What is your understanding of CRM?
A goal of an organisation to build their customer base and profitability, they must increase customer loyalty and retain it. This is involves managing every aspect of a customer's relationship with the organisation.
Compare operational and analytical customer relationship management.
Operational CRM supports traditional transactional processing for day-to-day front-office operations or systems that deal directly with the customers.
Analytical CRM supports back-office operations and strategic analysis and includes all systems that do not deal directly with customers.
The main difference between the two is the direct interaction between the organisations and its customers.
Describe and differentiate the CRM technologies used by marketing departments and sales departments.
Marketing
List generators: compiles customer information from a variety of sources and segment the information for different marketing campaigns
Campaign management systems: Guide users through marketing campaigns performing such tasks as campaign definitions, planning, scheduling, segmentation and success analysis.
Cross-selling: the selling of additional products or services to a customer. e.g. 'fries with that'
Up-selling: increasing the value of the sale. 'Super size’.
Sales
Sales management: automate each phase of the sales process, helping individual sales representatives co-ordinate and organise all of their accounts.

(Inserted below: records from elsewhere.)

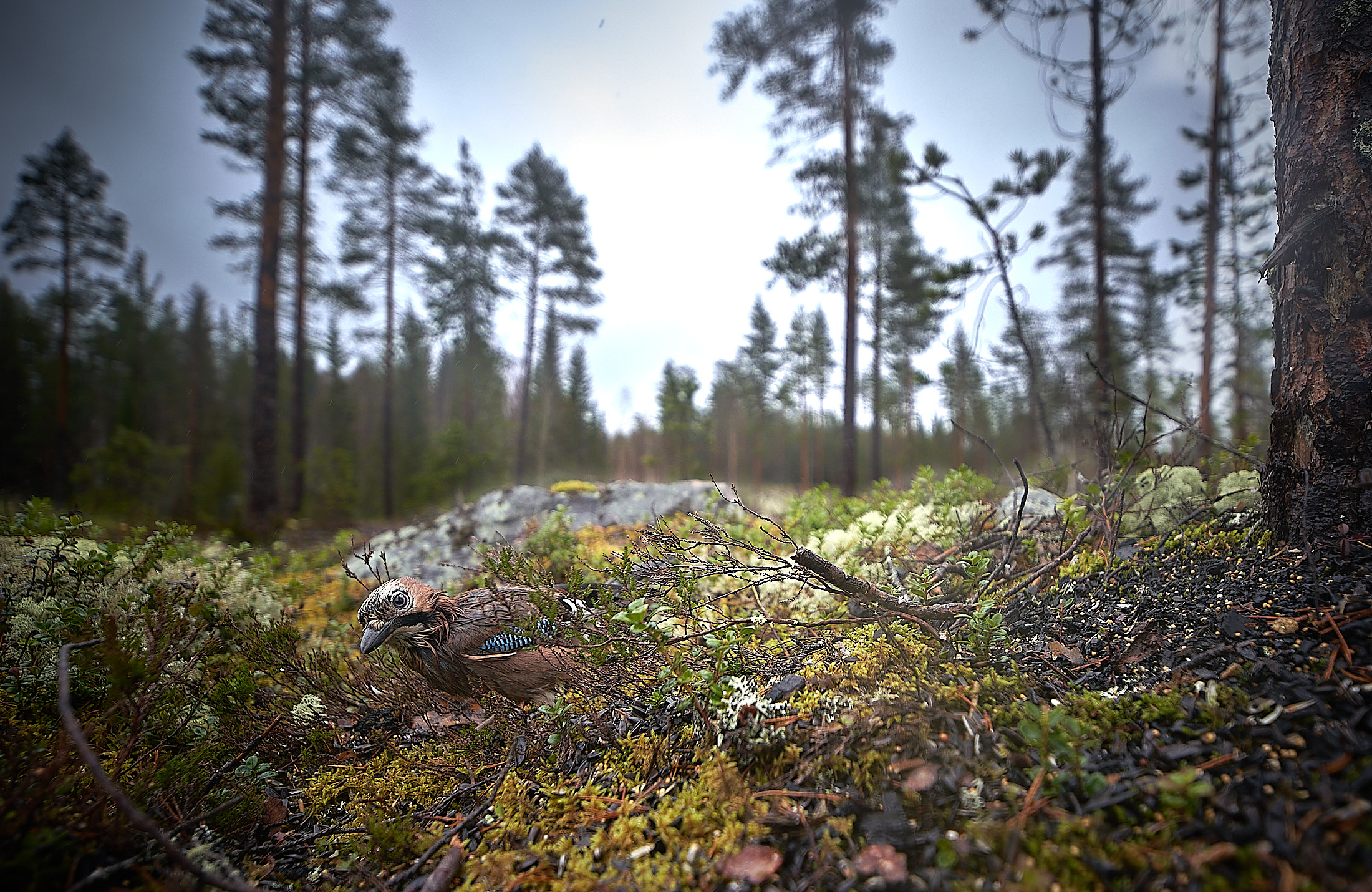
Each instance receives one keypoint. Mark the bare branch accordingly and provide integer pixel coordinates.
(136, 815)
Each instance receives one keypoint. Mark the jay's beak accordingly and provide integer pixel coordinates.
(374, 639)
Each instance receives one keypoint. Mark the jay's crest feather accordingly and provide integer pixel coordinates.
(464, 644)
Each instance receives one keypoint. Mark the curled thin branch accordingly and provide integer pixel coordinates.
(1187, 426)
(447, 869)
(1053, 565)
(867, 593)
(136, 815)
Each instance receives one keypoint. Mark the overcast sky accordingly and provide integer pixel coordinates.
(682, 201)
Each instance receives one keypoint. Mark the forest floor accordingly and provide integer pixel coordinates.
(1187, 712)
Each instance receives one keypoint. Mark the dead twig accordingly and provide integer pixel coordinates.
(1187, 426)
(867, 593)
(136, 815)
(447, 869)
(1050, 566)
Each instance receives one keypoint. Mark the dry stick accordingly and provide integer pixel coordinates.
(1014, 530)
(1053, 565)
(442, 876)
(136, 815)
(990, 448)
(1189, 426)
(867, 593)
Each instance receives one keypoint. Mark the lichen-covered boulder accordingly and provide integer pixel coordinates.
(1161, 498)
(441, 551)
(1039, 504)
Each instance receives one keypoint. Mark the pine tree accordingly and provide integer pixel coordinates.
(1315, 471)
(413, 407)
(993, 211)
(60, 223)
(392, 195)
(756, 376)
(1093, 77)
(22, 372)
(818, 61)
(584, 430)
(677, 416)
(964, 387)
(1134, 324)
(1238, 28)
(546, 238)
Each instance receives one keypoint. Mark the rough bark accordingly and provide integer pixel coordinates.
(876, 364)
(263, 490)
(302, 253)
(1321, 385)
(1038, 405)
(849, 449)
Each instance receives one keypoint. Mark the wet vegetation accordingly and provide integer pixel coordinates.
(1184, 711)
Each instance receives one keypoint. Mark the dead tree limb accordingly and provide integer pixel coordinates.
(447, 869)
(867, 593)
(1189, 426)
(136, 815)
(1053, 565)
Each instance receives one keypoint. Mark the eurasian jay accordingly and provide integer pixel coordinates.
(468, 642)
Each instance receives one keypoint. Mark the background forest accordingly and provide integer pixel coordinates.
(330, 399)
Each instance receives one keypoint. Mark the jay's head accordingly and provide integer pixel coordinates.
(394, 611)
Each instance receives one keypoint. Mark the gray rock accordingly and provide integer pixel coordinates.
(443, 550)
(1040, 504)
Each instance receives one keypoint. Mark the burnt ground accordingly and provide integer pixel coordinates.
(1292, 770)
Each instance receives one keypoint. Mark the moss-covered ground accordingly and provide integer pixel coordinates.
(1041, 743)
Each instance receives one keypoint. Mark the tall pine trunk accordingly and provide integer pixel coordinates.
(1098, 216)
(302, 228)
(389, 383)
(1038, 405)
(1321, 414)
(263, 492)
(876, 364)
(1239, 385)
(849, 448)
(1212, 234)
(527, 371)
(60, 465)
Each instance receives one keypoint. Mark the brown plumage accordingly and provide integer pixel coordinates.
(470, 642)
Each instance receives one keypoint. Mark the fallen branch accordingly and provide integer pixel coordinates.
(1053, 565)
(447, 869)
(867, 593)
(1189, 426)
(136, 815)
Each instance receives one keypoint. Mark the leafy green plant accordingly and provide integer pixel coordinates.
(985, 633)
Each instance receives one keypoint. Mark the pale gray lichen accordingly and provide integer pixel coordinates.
(1363, 139)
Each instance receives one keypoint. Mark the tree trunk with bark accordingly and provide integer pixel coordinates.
(302, 253)
(1321, 383)
(1212, 234)
(1098, 216)
(389, 385)
(263, 490)
(849, 448)
(876, 364)
(527, 371)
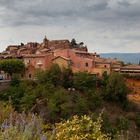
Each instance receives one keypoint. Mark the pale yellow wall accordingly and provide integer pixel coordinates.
(61, 62)
(100, 71)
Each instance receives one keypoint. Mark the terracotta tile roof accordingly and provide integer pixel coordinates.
(65, 58)
(131, 67)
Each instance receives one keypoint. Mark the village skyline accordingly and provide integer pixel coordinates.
(104, 26)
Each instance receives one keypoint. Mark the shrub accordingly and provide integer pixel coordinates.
(122, 123)
(80, 128)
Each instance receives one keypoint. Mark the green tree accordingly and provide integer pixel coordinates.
(67, 78)
(11, 66)
(84, 81)
(55, 75)
(80, 128)
(116, 89)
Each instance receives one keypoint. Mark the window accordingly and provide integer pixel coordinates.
(30, 75)
(86, 64)
(78, 65)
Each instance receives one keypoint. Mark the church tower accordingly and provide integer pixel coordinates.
(45, 42)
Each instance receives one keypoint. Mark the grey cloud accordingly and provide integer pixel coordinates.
(108, 19)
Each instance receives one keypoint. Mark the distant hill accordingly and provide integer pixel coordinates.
(133, 58)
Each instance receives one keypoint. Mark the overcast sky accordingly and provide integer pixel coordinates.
(103, 25)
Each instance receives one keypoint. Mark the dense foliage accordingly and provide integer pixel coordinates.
(58, 94)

Contact management: Maintains customer contact information and identifies prospective customers for future sales.
Opportunity management: Target sales opportunities by finding new customers or companies for future sales.
How could a sales department use operational CRM technologies?
Get a customer's attention;
Value their time;
Over-deliver;
Contact the customer frequently;
Generate a trustworthy mailing list; and
Follow up, by letting the customer know that their time was appreciated.
Describe business intelligence and its value to businesses.
Business intelligence refers to the applications and technologies that are used to gather, provide access to and analyse data and information to support decision-making efforts.
Many organisations today find it almost impossible to understand their own strengths and weaknesses because the enormous amount of organisational data is inaccessible to all but the IT department. In every organisation, employees make hundreds of decisions a day. To improve the quality of business decisions, managers can provide existing staff with BI systems and tools that can assist them in making better, more informed decisions.
Explain the problem associated with business intelligence. Describe the solution to this business problem.
Problems
Date latency: the time duration to make ready for analysis and loading the data on the database.
Analysis latency: the time which data are made available to the time when analysis is complete. Its length depends on the time it takes a business to actually do the analysis.
Decision latency: the time it takes a human to comprehend the analysis and determine an appropriate action.
Solution
The key is to shorten these latencies so that the time frame for optimistic influences on customer, suppliers and others is faster, more interactive and better positioned. This is done when the customer is actually in the store rather than after they leave.
What are two possible outcomes a company could get from using data mining?
Extract information that cannot be obtained by raw data and uncovers business intelligence in vast amounts of data;
Helps determine trends in the market; and
Aid in developing marketing campaigns to target each market segment.